Hub researchers at the renowned Sir Peter Mansfield Imaging Centre at the University of Nottingham have developed a wearable brain scanner by exploiting optically-pumped magnetometers (OPM), a new type of non-cryogenic quantum-enabled sensor. The scanner’s lightweight wearability makes it particularly useful for children and those with movement disorders, making this technology revolutionary for functional neuroimaging.

Conventional MEG vs OPM-MEG system

Epilepsy is a key example of how this technology will impact diagnosis and treatment. David Woolger, CEO at Cerca, explains that currently “the only medically validated use for existing MEG is epilepsy. MEG scanners are used to identify areas of the brain causing seizures, helping surgeons to remove the correct part during surgery. Epilepsy surgery is high-risk, and wearable MEG will help to make this more accurate.”

“Epilepsy is one proven application, but there are others which are yet to be medically validated, such as assessing brain injury and dementia.”

Enabling better planning for those undergoing epilepsy surgery with OPM-MEG has also been the subject of a Quantum Technology Hub Partnership Resource Fund project led by researchers at the UCL Queen Square Institute of Neurology in collaboration with the University of Nottingham.

The paper published in Nature in March 2018 sparked off considerable excitement in the Biomagnetism community. “This made us think” – says Elena “could we use this technology to move away from traditional systems? We already worked with Magnetic Shields, who were really keen to be on board with this. This is how we formed a spin-out.”

Brain imaging during active seizure

The Hub’s cross-disciplinary research expertise helped to introduce David to researchers interested in incorporating smart shielding into their technologies. “I collaborated with Moataz Attallah for the QT Shield project, which is how I met Elena and the Nottingham team. Matt Brookes presented his work on MEG at a Hub event, and he needed shielding for this work.”

“It was clear that these sensors were going to be a step-change, and we worked together to create a magnetically shielded room with a DC field an order of magnitude lower than other commercial competitors, this very low field facilitates acquisition of data from the OPM-MEG system.”

One of the key aims of the Hub is to create spin-out companies to enable the translation of research into industry. Several companies, such as Aquark and Covesion, have successfully sold products developed with expertise and knowledge gained from the Hub’s extensive research base. Cerca Magnetics already have orders for two systems Canada and the UK.  The Canadian system is going to be used to study autism in children.

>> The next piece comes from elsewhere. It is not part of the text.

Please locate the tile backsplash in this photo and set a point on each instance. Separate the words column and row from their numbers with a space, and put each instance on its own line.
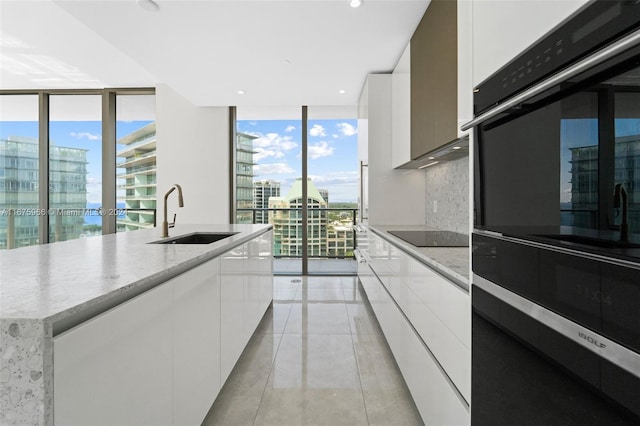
column 447, row 196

“Working in the Hub has been really helpful in terms of exchanging knowledge to develop sensors for our system” explains Elena.

David adds: “The Hub is very good at building an ecosystem of companies in the UK. It’s incredibly useful having these discussions – some of them are so valuable but you don’t realise until a few years later.”

So what are the eventual hopes for Cerca?

“My hope is to be able to install our system around the world, and bring OPM-MEG to places where it was impossible before. The more people who use this, the more is known about brain function. We need to build research to convince people that MEG can be used as a clinical tool” says Elena.

David adds: “I am motivated by the difference this technology can make to society. In the UK, we are great at research, but we also need to be great at bringing things to market, and developing this technology in the UK will be highly beneficial.”